After 6 long months, I came home on a not-so-good note. First, the trip that was intended to be a completely chilled out trip exclusively with Mom and Dad, got chalked out due to the demise of a dear Uncle. So, now I am preparing to go for his funeral services. His family stays in Garhakota, a small village in Madhya Pradesh. Second, it is unbelievably hot in Delhi. And I am putting on so much weight. And my skin is screwed due to I don’t know what!
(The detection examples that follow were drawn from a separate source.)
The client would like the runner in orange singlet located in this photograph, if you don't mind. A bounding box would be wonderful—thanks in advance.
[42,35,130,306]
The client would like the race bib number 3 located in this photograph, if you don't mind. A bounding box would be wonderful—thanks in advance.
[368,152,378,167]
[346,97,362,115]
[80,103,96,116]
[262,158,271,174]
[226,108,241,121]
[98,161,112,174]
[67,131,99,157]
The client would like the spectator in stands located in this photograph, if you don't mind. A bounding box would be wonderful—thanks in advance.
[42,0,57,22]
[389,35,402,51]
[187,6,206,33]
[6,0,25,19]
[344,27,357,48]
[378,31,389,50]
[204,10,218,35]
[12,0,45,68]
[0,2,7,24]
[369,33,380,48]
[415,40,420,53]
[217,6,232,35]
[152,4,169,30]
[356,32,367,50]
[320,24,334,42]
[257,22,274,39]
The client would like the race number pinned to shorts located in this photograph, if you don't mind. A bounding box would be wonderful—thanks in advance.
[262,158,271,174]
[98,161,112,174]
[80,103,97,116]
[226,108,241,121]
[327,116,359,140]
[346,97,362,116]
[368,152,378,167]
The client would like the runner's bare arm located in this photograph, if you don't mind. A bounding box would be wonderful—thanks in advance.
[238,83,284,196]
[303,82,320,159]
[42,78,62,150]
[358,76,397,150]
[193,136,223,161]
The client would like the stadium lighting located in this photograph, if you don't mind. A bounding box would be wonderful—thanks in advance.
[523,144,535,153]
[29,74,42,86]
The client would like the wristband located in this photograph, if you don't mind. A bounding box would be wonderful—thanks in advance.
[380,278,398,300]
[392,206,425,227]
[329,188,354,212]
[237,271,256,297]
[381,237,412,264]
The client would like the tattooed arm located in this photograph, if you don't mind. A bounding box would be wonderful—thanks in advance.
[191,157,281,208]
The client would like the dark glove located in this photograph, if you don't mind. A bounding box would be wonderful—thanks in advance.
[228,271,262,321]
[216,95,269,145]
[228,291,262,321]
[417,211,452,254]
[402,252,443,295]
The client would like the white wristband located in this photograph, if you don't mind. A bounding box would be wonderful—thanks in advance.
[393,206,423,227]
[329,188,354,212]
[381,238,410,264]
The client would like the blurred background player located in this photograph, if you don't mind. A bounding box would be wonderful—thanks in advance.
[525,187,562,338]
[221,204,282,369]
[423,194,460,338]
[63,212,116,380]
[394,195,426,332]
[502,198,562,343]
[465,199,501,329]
When the plane flies around Delhi waiting for the signal to land, I get all nostalgic and emotional about this place. It is my home. Infamous, yet mine. I belong to this city of make-do. The city of generous, fun loving, loud people who will mope because of the hot sticky weather but still, very willingly go for that open exhibition as the Sale is on. This is a city of bad drivers, awesome roads, greenery, history, politics, culture, classes and masses, universities, revolutionaries-in-the-making, and so much more that it is hard to put down. While in Bangalore, I do not realize how much I miss being in Delhi. My parents, old friends, school, college, gossip-monger-aunties, roadside lemon water, warm, friendly neighbours, DTC buses, old markets, discounts and sales, memories, old township, age old security guards, ancient temples, red and green, food, clear skies, cycle-rikshaws etc… this place has it all, has had this all and will continue being precious in my sane memory.
I grew up in a company allotted bungalow in a small township. Everything here was all about convenience. Everybody knew each other. Everybody, in a way, liked each other too. There was compassion, oneness, and a tension-free environment. In times of need, help and support would just fly to you. You need not even make a call. I grew up with familiar faces, half of them I just knew because they used to come cycling behind us. Around 5 years ago, we moved into our own apartment. For someone who has stayed in the township house all her life, it was quite an uncomfortable change. Though this was our own house, somehow I did not relate with it all. With time, I grew fond of this one too. Decorated the house in my taste- pottery, colour, paintings, soft curtains, cozy air… I fell in love with this one too. However, as strange as it sounds, even today if I dream about my house, it is my old house.
I remember, each time it rained, I would go to my terrace with my brother and friends and would dance in the rain. That is different that I’d sneeze throughout the night and get yelled at by my always-irritable but adorable granny, but dancing in the rain is just something else. Those were happy days. I used to laugh and smile and giggle. Even stealing money from the cover pockets and being caught by my parents is such a sweet memory. Failing in exams, talking to rowdy guys, playing till 8 in the evening, secretly sipping Coke in the garden, talking to my brother throughout the night, annoying Mom for tiny things was life for me, and I loved it all.
I cannot believe how circumstances in life can mould you in all sorts of ways. You are like clay, and someone/something up there is shaping the course of your life and you don’t even realize it. I think growing up is horrible. Not because one shouldn’t, but because of the sheer fact that it is so hard to let go off your innocent childhood. Growing up makes you aware of all things filthy and evil. There is imposed maturity that is guarded by the insecurities of so called social norms and expectations. You still want to dance in the rain but you cannot as you won’t be acting your age. Oh well.
Till I am in Bangalore, I love myself; I am confident and happy about being who I am. And now, because I am expected to be certain way because of the family I come from, even my parents find it hard to accept me. People put on and lose weight all the time, but my putting on weight is a sin. Know why? Because I am not an exceptionally good looking woman and also, I am short. Who will marry me? My only question is, if somebody is not marrying me for what I am, then maybe he is not worth it! Why don’t parents get that? Why is it so important to be socially accepted in the way they want to accept you? I am not defying any rules, am I? And I want to know where this society is when I need it? And where is this society when best friends of life ditch each other for petty promotions in office? For who should I change the way I am?
Home is where my heart is; more than the walls that make a house, it lies with my parents, who though find me very difficult to handle, love me purely. My heart is with my brother who has been my friend for the longest time. It rests with those sweet-sour memories that I live by. So when I come to Delhi, though physically I am visiting a geographic location, in my heart and mind, I am walking back into a memory lane that changes a bit but primarily remains what it means to me- my home.